In fact, if you happen to buy a tub of these (plan on ordering online if you're not in the Pac NW), I highly recommend having 1-2 other people around to help you eat them. Because otherwise, you will eat the entire tub by yourself in about fifteen minutes. That might not be so good for you. The mix of herbs that they use is bizarrely extra-delicious. The curds themselves are perfect - fresh, mild, chewy, squeaky... I'm getting a little excited thinking about them. Uh.. sorry.

Anyway, I could and should eat these every day. Maybe I'll move to Seattle.

RATING: 5 out of 5 stars

Beecher's Flagship

I'm going to do a few posts about the cheeses of Beecher's Cheese in Seattle.

http://www.beechershandmadecheese.com/

Beecher's is a small cheesery that has been gaining some renown in recent years for their handmade cheeses, and rightly so. I've only sampled a few of their products, but they were all delicious. Let's start with their signature cheese, Beecher's Flagship.

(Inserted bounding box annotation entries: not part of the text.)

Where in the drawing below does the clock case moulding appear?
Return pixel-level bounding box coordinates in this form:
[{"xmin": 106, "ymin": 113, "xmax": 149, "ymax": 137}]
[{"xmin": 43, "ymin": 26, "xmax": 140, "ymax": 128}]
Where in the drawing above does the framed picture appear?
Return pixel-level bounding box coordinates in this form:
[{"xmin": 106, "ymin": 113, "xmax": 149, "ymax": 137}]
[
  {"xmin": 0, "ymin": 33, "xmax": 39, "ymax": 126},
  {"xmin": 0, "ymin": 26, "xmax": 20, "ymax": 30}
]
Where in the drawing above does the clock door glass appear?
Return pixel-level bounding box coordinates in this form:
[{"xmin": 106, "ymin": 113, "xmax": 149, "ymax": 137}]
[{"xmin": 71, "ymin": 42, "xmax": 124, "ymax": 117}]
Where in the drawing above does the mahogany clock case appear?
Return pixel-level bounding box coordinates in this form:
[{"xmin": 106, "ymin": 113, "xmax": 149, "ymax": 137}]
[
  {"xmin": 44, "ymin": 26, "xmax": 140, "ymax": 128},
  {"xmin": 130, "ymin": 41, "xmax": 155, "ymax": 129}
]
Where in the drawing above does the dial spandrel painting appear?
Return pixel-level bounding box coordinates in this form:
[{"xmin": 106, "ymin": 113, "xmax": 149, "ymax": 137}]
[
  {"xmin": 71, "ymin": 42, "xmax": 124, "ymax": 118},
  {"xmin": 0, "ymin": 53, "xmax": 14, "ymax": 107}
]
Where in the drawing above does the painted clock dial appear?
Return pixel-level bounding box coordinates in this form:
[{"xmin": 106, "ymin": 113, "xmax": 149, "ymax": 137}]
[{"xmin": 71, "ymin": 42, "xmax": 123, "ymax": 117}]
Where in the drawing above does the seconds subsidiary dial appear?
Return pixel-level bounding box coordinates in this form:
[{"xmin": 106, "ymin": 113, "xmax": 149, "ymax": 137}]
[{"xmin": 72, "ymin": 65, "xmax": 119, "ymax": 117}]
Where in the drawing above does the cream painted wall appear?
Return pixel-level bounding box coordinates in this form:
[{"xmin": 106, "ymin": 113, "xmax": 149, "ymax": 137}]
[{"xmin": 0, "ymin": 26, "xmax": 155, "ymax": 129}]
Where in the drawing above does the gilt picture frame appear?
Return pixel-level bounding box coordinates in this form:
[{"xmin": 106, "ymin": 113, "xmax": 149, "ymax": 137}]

http://www.beechershandmadecheese.com/shop_beecherscheeses_flagship.html

If you're not in Seattle, you can usually find this cheese at Whole Foods, or you can order online from Beecher's website. And you SHOULD do either one of those things, because this cheese is amazing. The taste is familiar, yet difficult to compare - it has the texture of an extra-aged cheddar, paired with a nutty, rich (but not TOO rich), creamy, complex flavor that will make you say, "where has this cheese been all my life?"

What are the best uses for Beecher's Flagship cheese? Actually, there is no inappropriate time or place for this cheese. It is most impressive in its versatility. From the fanciest cheese platter to the lowliest drunk-at-2AM grilled cheese sandwich, Flagship will make it all better.